For his performance, he’s our choice as Varsity Maine Player of the Year for the second straight year.

“With him, it’s almost a complete package,” Falmouth coach Jamie Hilton said. “His serve’s good, his forehand’s good. Most people, you can play to their backhand, and that’s their weakness. His backhand is equally as good.”

Morneault didn’t play much — he went 4-0 during the season as the loaded Navigators frequently rested him to play others and develop their depth — but when he did take the court, he was dominant. In the singles tournament, he dropped only four games in four matches before beating Kennebunk’s Alberto Cutone in the final, 6-3, 6-4.

In the team tournament, he won his regional and state final matches, both against players who were seeded in the singles tournament, by 6-0, 6-0 scores.

Morneault’s matches were often over quickly, as he dispatched opponents with hard serves, perfectly placed winners and few displays of frustration or celebration.

“He is a cool customer,” Hilton said. “He’s always under control, he doesn’t get upset. He can put things that happen behind him.”

Morneault’s technical, consistent play is machine-like, but he’s subject to the same emotions that everyone else is. He was anxious heading into his matchup with Cutone in the singles final.

“I told myself there are a lot of expectations. (I) won last year, I’m supposed to do it again,” he said. “I was so nervous … way more than last year. Last year, I wasn’t expected to win. And Berto had beaten me in the winter, so I was a lot more nervous.”

He overcame those jitters, which provided a lesson Morneault is learning as he rises up the tennis ladder: the further you get, the more your mental game, rather than your physical one, makes a difference.

“I used to get so on myself after every error, every lost point,” he said. “I kind of just changed that into: ‘What can I do better?’ ‘Why did I lose that?’ ‘How can I prevent that?’”
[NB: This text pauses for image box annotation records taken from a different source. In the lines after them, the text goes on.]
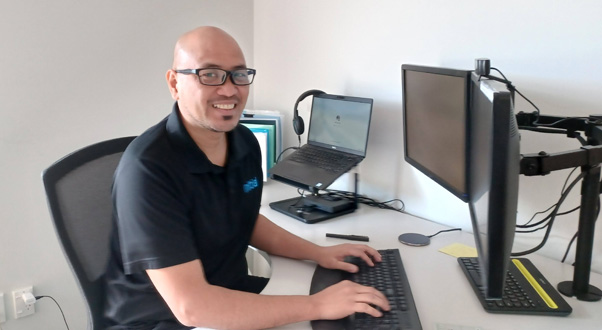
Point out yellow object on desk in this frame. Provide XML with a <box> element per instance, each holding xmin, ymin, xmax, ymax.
<box><xmin>439</xmin><ymin>243</ymin><xmax>477</xmax><ymax>258</ymax></box>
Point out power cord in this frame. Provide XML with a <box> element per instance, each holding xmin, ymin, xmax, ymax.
<box><xmin>35</xmin><ymin>296</ymin><xmax>69</xmax><ymax>330</ymax></box>
<box><xmin>512</xmin><ymin>173</ymin><xmax>585</xmax><ymax>257</ymax></box>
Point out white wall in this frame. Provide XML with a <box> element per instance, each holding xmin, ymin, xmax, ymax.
<box><xmin>254</xmin><ymin>0</ymin><xmax>602</xmax><ymax>272</ymax></box>
<box><xmin>0</xmin><ymin>0</ymin><xmax>253</xmax><ymax>330</ymax></box>
<box><xmin>0</xmin><ymin>0</ymin><xmax>602</xmax><ymax>330</ymax></box>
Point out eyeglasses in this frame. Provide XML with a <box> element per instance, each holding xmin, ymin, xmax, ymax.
<box><xmin>174</xmin><ymin>68</ymin><xmax>257</xmax><ymax>86</ymax></box>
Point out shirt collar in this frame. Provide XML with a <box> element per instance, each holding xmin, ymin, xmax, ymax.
<box><xmin>166</xmin><ymin>102</ymin><xmax>249</xmax><ymax>173</ymax></box>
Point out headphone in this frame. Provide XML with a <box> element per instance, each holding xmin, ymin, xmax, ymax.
<box><xmin>293</xmin><ymin>89</ymin><xmax>326</xmax><ymax>139</ymax></box>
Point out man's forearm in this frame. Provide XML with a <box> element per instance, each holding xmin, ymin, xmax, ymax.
<box><xmin>251</xmin><ymin>214</ymin><xmax>321</xmax><ymax>261</ymax></box>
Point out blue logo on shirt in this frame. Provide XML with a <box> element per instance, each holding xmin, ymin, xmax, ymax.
<box><xmin>242</xmin><ymin>177</ymin><xmax>259</xmax><ymax>193</ymax></box>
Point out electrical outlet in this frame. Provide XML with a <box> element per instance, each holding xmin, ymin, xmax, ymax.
<box><xmin>13</xmin><ymin>286</ymin><xmax>36</xmax><ymax>319</ymax></box>
<box><xmin>0</xmin><ymin>292</ymin><xmax>6</xmax><ymax>323</ymax></box>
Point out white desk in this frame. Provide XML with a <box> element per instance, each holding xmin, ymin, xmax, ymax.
<box><xmin>261</xmin><ymin>181</ymin><xmax>602</xmax><ymax>330</ymax></box>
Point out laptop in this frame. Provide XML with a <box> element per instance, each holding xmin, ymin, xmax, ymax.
<box><xmin>269</xmin><ymin>94</ymin><xmax>373</xmax><ymax>192</ymax></box>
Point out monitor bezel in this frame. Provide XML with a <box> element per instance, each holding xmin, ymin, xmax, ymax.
<box><xmin>401</xmin><ymin>64</ymin><xmax>473</xmax><ymax>203</ymax></box>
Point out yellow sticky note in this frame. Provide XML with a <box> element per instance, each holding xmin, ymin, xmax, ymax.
<box><xmin>439</xmin><ymin>243</ymin><xmax>477</xmax><ymax>258</ymax></box>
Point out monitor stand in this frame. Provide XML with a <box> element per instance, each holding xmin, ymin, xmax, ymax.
<box><xmin>270</xmin><ymin>173</ymin><xmax>358</xmax><ymax>223</ymax></box>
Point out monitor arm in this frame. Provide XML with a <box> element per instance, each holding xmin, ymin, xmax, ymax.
<box><xmin>516</xmin><ymin>112</ymin><xmax>602</xmax><ymax>301</ymax></box>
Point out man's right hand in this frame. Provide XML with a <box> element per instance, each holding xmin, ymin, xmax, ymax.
<box><xmin>310</xmin><ymin>281</ymin><xmax>391</xmax><ymax>320</ymax></box>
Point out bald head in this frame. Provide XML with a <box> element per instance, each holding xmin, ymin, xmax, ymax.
<box><xmin>172</xmin><ymin>26</ymin><xmax>245</xmax><ymax>69</ymax></box>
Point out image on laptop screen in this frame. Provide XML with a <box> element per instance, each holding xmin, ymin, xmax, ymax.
<box><xmin>307</xmin><ymin>94</ymin><xmax>372</xmax><ymax>156</ymax></box>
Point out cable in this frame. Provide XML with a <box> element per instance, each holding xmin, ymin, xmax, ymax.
<box><xmin>512</xmin><ymin>173</ymin><xmax>585</xmax><ymax>257</ymax></box>
<box><xmin>516</xmin><ymin>167</ymin><xmax>580</xmax><ymax>229</ymax></box>
<box><xmin>491</xmin><ymin>67</ymin><xmax>540</xmax><ymax>120</ymax></box>
<box><xmin>36</xmin><ymin>296</ymin><xmax>69</xmax><ymax>330</ymax></box>
<box><xmin>561</xmin><ymin>197</ymin><xmax>600</xmax><ymax>262</ymax></box>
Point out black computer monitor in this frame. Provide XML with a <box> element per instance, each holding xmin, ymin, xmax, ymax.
<box><xmin>402</xmin><ymin>65</ymin><xmax>520</xmax><ymax>299</ymax></box>
<box><xmin>468</xmin><ymin>73</ymin><xmax>520</xmax><ymax>298</ymax></box>
<box><xmin>401</xmin><ymin>64</ymin><xmax>471</xmax><ymax>202</ymax></box>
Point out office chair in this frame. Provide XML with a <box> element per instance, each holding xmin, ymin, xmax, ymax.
<box><xmin>42</xmin><ymin>137</ymin><xmax>134</xmax><ymax>330</ymax></box>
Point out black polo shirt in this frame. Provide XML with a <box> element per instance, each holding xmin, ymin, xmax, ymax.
<box><xmin>105</xmin><ymin>103</ymin><xmax>263</xmax><ymax>329</ymax></box>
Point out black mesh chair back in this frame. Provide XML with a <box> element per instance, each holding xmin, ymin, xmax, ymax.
<box><xmin>42</xmin><ymin>137</ymin><xmax>134</xmax><ymax>329</ymax></box>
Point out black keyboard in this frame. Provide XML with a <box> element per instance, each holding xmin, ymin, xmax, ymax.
<box><xmin>458</xmin><ymin>258</ymin><xmax>573</xmax><ymax>316</ymax></box>
<box><xmin>290</xmin><ymin>145</ymin><xmax>355</xmax><ymax>172</ymax></box>
<box><xmin>310</xmin><ymin>249</ymin><xmax>422</xmax><ymax>330</ymax></box>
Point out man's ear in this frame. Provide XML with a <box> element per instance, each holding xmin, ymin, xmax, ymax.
<box><xmin>165</xmin><ymin>69</ymin><xmax>179</xmax><ymax>101</ymax></box>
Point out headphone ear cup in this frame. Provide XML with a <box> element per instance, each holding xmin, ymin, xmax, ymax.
<box><xmin>293</xmin><ymin>116</ymin><xmax>305</xmax><ymax>135</ymax></box>
<box><xmin>293</xmin><ymin>89</ymin><xmax>325</xmax><ymax>136</ymax></box>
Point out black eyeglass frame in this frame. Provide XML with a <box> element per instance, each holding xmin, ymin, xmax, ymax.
<box><xmin>173</xmin><ymin>68</ymin><xmax>257</xmax><ymax>86</ymax></box>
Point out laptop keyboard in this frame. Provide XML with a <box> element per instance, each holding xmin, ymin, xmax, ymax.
<box><xmin>290</xmin><ymin>148</ymin><xmax>355</xmax><ymax>172</ymax></box>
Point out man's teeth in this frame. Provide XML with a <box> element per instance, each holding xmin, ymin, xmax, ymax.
<box><xmin>213</xmin><ymin>104</ymin><xmax>235</xmax><ymax>110</ymax></box>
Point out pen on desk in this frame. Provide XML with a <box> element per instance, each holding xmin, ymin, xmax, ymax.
<box><xmin>326</xmin><ymin>233</ymin><xmax>370</xmax><ymax>242</ymax></box>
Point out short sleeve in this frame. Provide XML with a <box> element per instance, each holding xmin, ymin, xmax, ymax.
<box><xmin>113</xmin><ymin>154</ymin><xmax>198</xmax><ymax>274</ymax></box>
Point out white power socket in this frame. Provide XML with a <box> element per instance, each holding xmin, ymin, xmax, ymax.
<box><xmin>13</xmin><ymin>286</ymin><xmax>36</xmax><ymax>319</ymax></box>
<box><xmin>0</xmin><ymin>292</ymin><xmax>6</xmax><ymax>323</ymax></box>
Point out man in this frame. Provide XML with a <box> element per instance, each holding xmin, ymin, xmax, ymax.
<box><xmin>105</xmin><ymin>27</ymin><xmax>389</xmax><ymax>329</ymax></box>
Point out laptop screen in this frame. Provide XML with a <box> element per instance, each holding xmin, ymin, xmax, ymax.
<box><xmin>307</xmin><ymin>94</ymin><xmax>372</xmax><ymax>157</ymax></box>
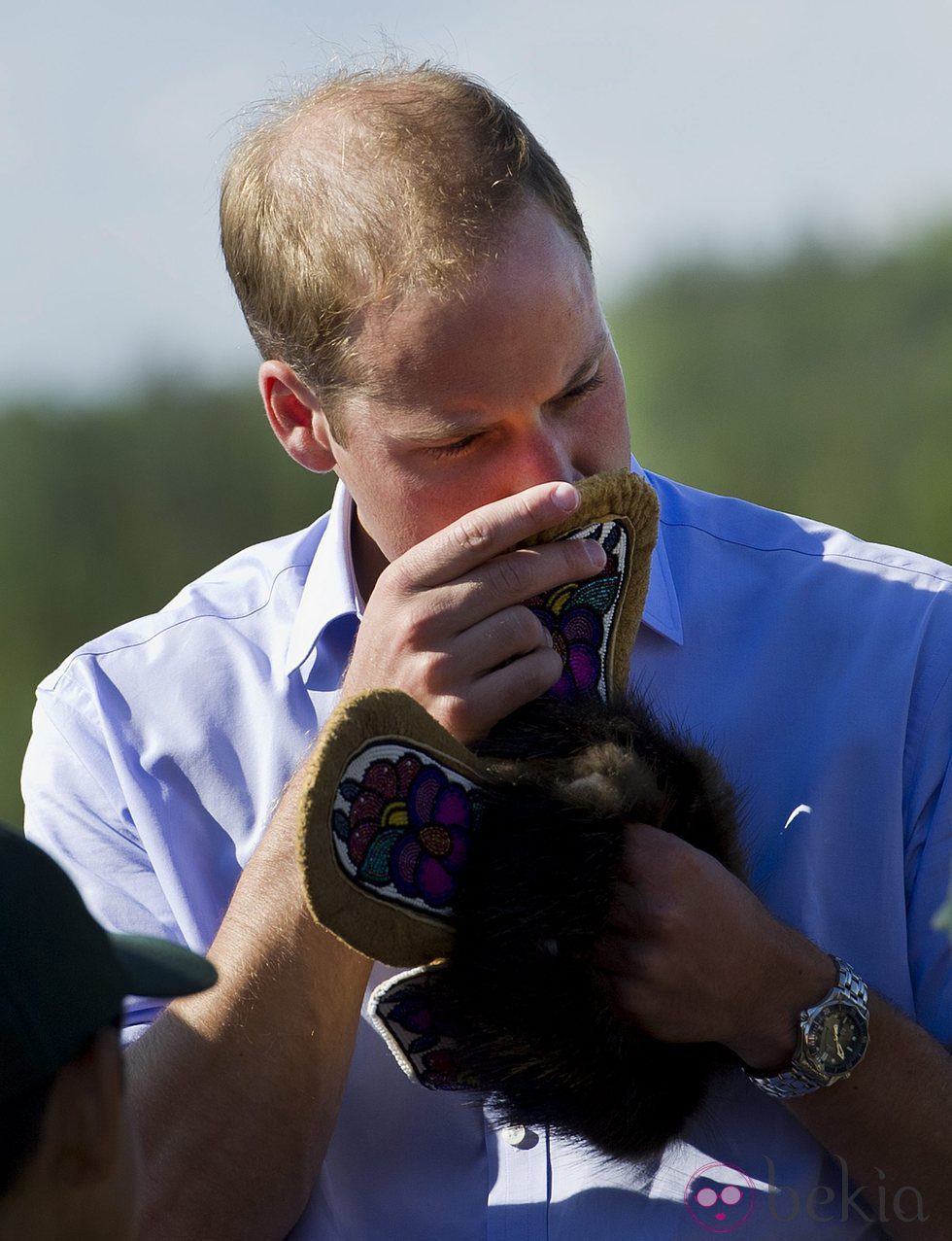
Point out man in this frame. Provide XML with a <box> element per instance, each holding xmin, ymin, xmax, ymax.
<box><xmin>0</xmin><ymin>824</ymin><xmax>215</xmax><ymax>1241</ymax></box>
<box><xmin>25</xmin><ymin>68</ymin><xmax>952</xmax><ymax>1241</ymax></box>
The out-of-season tournaments he plays provide that lesson as well. When he traveled to Delray Beach, Florida, for the 18-and-under clay court nationals earlier this month, he was thrown into a field of 192 players and won two matches before being eliminated, all while dealing with heat indexes that shot over 100 degrees.

For a player with Division I college aspirations, that highlighted the mental toughness and confidence that will need to complement his impressive skill set.

“I realized, it doesn’t matter how good you are. It matters how badly you want it and how badly you’re willing to fight,” he said. “With tennis specifically … it’s how much you believe in yourself, and how much time and energy you’re willing to put into that.”